ウェルスナビ・牛山史朗執行役員(中) 長期積立分散投資こそが王道

投資に踏み出せない人や初心者はどのように投資へ向き合えばいいのか。ロボットアドバイザー最大手・ウェルスナビ(7342・G)の牛山史朗執行役員に話を聞く中編。金融庁をはじめ、長期積立分散投資が推奨される理由について、分かりやすく解説する。

――投資をいざ始める人へのアドバイスをいただきたい。

牛山氏 投資にはいろいろな方法があり、最初にどこから入るかは重要だ。日本でこれまで投資に良いイメージは持たれにくかった一因は、FX(外国為替証拠金取引)などリスクの高いものが目立ち、初心者が損をして投資は怖いと敬遠してしまったことが挙げられる。

自分の持っているおカネが運が良ければ2倍になり、悪ければゼロになっても良いというのならばリスクの高い投資も選択肢に入れていい。だが、自分の老後を支える大切なおカネならば、守りを意識しながらしっかり育てていくことが大事。個人が最初に行うのは王道の長期積立分散投資が良い。

――なぜ王道なのか。

牛山氏 資産運用でおカネが増える原動力がある。長期積立分散が王道と呼ばれるゆえんは、リターンを生み出す源泉が、日々世界中で経済活動を繰り返す中で生まれる利益だから。投資は安く買って高く売るイメージがあるが、それは短期売買で、世界の経済が生み出す利益の一部を得るという考え方とは別のもの。値上がりする銘柄を当てようと世界中のプロがいろいろやっているなか、投資初心者が勝ち続けるのは難しい。そうではなく、世界経済が大きくなることに資金を投じれば、関わった人みんなが利益を得ることもできる。

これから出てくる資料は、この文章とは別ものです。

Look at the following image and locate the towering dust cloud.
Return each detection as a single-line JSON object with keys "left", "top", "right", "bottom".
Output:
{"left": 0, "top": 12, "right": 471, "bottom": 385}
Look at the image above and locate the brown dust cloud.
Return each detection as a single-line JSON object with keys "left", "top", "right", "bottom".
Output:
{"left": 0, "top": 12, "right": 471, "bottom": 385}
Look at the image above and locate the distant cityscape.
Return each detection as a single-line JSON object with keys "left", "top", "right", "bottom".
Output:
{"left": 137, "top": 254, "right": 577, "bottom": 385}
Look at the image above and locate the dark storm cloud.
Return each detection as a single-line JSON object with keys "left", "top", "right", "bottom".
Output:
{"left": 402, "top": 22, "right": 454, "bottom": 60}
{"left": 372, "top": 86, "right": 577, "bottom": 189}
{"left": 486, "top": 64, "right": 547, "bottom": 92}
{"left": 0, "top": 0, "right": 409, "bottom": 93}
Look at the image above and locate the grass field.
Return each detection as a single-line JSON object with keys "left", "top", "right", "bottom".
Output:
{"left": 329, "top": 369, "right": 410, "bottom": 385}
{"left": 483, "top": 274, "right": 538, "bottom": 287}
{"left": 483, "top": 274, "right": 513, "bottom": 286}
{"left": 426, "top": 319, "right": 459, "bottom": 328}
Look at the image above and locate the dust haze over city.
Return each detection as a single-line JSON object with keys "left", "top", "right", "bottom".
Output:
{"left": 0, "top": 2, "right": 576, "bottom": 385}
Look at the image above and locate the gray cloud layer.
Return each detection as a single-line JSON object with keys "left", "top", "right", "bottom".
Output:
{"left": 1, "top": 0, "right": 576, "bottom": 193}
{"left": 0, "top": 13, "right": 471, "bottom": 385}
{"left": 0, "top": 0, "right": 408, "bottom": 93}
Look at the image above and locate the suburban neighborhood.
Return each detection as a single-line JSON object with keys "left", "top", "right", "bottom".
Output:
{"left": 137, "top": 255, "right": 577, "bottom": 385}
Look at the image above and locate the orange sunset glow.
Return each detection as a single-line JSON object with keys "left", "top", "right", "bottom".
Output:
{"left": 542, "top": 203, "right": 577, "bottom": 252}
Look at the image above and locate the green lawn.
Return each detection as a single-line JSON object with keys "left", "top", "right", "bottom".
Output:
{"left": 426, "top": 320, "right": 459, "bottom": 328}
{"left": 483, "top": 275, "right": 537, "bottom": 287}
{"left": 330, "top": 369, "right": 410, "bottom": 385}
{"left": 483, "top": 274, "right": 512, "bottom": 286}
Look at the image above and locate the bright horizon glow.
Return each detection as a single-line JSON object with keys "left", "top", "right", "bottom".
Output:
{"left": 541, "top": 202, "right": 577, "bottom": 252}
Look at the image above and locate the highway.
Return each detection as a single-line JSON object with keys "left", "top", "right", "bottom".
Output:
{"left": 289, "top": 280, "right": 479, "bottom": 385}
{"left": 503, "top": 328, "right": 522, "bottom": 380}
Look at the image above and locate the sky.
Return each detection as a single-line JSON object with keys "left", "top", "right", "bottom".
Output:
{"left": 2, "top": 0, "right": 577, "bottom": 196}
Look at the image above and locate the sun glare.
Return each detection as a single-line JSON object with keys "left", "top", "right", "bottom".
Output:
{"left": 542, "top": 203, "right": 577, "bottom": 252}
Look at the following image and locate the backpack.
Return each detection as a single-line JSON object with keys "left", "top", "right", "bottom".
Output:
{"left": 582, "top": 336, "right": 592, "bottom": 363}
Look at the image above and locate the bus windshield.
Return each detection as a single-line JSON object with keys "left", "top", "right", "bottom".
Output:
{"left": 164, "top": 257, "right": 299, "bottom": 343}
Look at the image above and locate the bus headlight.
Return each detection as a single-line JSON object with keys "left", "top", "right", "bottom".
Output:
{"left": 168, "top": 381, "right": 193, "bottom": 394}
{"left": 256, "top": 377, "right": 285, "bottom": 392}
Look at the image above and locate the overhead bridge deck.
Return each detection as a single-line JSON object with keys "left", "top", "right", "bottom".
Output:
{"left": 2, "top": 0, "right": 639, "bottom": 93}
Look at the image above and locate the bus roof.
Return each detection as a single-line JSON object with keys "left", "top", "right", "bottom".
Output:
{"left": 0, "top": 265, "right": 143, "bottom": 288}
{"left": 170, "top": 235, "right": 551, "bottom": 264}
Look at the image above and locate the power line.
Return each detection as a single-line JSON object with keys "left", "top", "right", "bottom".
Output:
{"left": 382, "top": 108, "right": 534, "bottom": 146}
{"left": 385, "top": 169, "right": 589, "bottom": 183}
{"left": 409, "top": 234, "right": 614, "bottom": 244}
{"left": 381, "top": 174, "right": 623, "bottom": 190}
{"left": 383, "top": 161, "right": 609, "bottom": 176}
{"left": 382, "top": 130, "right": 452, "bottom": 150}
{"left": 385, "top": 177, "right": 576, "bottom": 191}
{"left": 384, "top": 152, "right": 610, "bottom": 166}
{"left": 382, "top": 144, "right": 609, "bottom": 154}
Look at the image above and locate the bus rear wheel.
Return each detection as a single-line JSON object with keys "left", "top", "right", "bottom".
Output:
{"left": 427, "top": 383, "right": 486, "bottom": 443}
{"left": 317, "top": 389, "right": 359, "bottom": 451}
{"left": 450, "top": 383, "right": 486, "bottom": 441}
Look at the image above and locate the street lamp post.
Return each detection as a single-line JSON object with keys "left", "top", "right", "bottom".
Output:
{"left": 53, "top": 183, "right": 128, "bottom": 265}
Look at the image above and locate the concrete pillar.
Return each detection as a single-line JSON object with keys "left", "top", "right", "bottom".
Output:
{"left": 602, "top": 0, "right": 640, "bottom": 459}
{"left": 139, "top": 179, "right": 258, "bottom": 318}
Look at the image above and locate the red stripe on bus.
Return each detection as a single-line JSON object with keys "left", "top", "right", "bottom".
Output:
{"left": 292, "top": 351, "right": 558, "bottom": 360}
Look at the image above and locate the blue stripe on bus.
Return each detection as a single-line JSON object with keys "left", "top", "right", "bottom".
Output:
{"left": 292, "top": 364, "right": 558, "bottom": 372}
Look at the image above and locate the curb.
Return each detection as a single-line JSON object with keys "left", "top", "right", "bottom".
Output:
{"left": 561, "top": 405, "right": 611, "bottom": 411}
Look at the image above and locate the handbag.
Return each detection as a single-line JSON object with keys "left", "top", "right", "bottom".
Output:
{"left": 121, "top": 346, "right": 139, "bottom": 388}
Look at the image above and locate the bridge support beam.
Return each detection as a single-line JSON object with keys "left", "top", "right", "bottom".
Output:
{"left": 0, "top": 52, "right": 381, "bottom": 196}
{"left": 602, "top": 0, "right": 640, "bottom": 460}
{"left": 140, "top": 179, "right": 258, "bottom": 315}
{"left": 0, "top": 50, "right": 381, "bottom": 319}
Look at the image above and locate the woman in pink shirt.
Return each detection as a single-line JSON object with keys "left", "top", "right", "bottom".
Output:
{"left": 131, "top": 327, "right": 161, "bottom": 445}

短期では相場の波があり、一つの会社だけに投資すると、そこの調子が悪くなったら大きな損失が出る恐れがある。世界全体に分散して、長期で世界経済が生み出すリターンを取るということが基本だ。

時間を味方につけるともいえるが、時間をかければかけるほど複利の効果を発揮する。また、積立投資を続けることで元本が積み上がる。同じリターンの割合であっても、投資した金額の規模により、利益の規模は大きく変わる。

――積み立てより一括が良いとの意見も聞くが。

Refinitivのデータに基づきWealthNaviにて作成 ・当該シミュレーションは過去データに基づき計算されたものであり、将来の運用成果等について示唆・保証するものではありません。

牛山氏 積み立てにも幾つかのパターンがある。1つは働いている人が自分の毎月の収入の一部を投資に回すもの。もう一つは、手元にまとまった金額がある場合、一括で投資せずにタイミングを何回かに分けて投資する方法だ。前者は給料が入るたびに投資をすれば自然と積み立てとなる。

後者は一度に投資して、直後に急落すると一気に目減りすることもあるため、それで資産運用が続けなくなるなら分けて投資したほうが良いという考え方だ。

――分散はどこまでするのか。株式だけで良いのか。

牛山氏 最近、SNS(交流サイト)を含めて、株式投信を一つ持てば安心という意見がある。それでよい人もいるが、リスクが高いと思う人もいるだろう。株式投信だけでは、7、8月のような大きな相場変動があった時に、一気に資産が目減りする。それに対してウェルスナビの分散投資もそうだが、金、債券、不動産といった別の資産を入れることで、リスクを抑えられた。株は大きくマイナスになったが、他の資産はドルベースではプラスになるものもあった。

若い人はこれから働いて得られる収入のウエイトが多いので、リスクを取ることができる。小額から始めて投資に慣れていくプロセスで株だけの投信を試しにやるというのはありだと思う。一方、投資する金額が大きくなると、株だけに投資することはリスクを取り過ぎている可能性が高い。また、退職が近い人や既に退職した人は、資産が大きく目減りすると老後の生活を脅かし、心理的負担が大きい。そういう人は株以外の資産を混ぜることで、リスクを抑えることが重要。一人一人のリスク許容度に合わせて運用する中で、株以外の資産を組み合わせることは非常に有効だと思う。

◆牛山史朗氏
京都大学大学院で金融工学を専攻。三菱UFJ信託銀行、野村証券を経て2015年12月にウェルスナビ参画。アルゴリズム開発などを手掛けている。